Mais il est assez intéressant aussi de noter que la mise en valeur de la dimension pragmatique des pratiques analysées est quasiment omniprésente dans l’ensemble des textes avec une forte configuration d’empathie descriptive critique au sens de l’anthropologie interprétative et narrative de Clifford Geertz.

La question de la culture des happy few (de la khassa) et de la culture pour tous (la notion de culture de masse faisant de plus en plus problème du point de vue heuristique), des modes de communication politique à travers les formes expressives communautaires (Rami Amnon et Nozha Smati) sont bien perceptibles dans ce numéro de Turath. Mais il est vrai, cependant, que la définition de l’appartenance nationale (par exemple les conceptions et les modes de discrimination par les uns et les autres, en situation coloniale, de l’appartenance nationale - voir pour le cas du théâtre en Algérie dans les années 50 l’étude de Hadj Miliani) ou l’exploration des composantes identitaires singularisent quelques unes des études car elles en explicitent les composantes discursives et symboliques en s’émancipant des assignations duelles et des notions globalisantes.

Comme le signalait déjà Eric Schwimmer, si l’identité se caractérise par une  formation discursive homogène, elle se décline dans les faits à travers d’une diversité contradictoire de langages. On peut en lire une illustration dans l’étude de  Lorenz Nigst au regard du dialecte de Mazarig du Sud Tunisien, ou la comparaison au travers les manuscrits mauritaniens par John A. Shoup de la langue classique et de la langue vernaculaire la hassaniya ; dispositif d’approche systématisé dans l’exploration de Pierre Cachia qui interroge la littérature classique arabe, les formes andalouses et l’épopée populaire des Banu Hillal.

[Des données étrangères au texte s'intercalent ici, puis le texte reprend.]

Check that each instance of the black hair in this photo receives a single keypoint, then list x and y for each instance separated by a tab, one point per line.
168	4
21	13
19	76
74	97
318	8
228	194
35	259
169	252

Effectivement des paradigmes tels que le profane et le sacré, le populaire et le savant où l’oral et l’écrit s’imposent tout au long des investigations sans que soient négligées pour autant les singularités des entrées que sont le nom propre dans sa dimension constitutive de socialisation familiale et d’enjeu anthropologique, historique et politique (Mohamed Saidi, Nebia Dadoua) ou le poème populaire dans la tradition maghrébine qui se révèle aussi bien en tant que matrice linguistique, marqueur identitaire et dispositif générique au cœur d’une koiné transhistorique et transnationale (Abdelkrim Hamou, Amine Dellaï). Les dispositifs de matérialisation de la dimension proprement artistique et culturelle trouvent dès lors leur traduction dans des modes d’expression modernes comme la B.D. (Saâdedine Fatmi) ou des parcours de musiciens et permet de comprendre, par exemple,  des expressions genrées (Salim El Hassar)

La variété de ce numéro est aussi celle des langues (français, anglais et arabe) qui annonce en quelque sorte la prochaine mue de Turath en revue semestrielle internationale dédiée au patrimoine culturel avec le soutien d’un comité scientifique et de lecture d’universités des quatre coins du monde.

Hadj MILIANI


NOTES

[1] Quelques uns des articles sont tirés des actes du 5ème colloque international sur La culture populaire entre le Moyen Orient et le Nord de l’Afrique, organisé par le CRASC et l’Université d’Oxford les 13 et 14 octobre 2008 à Oran.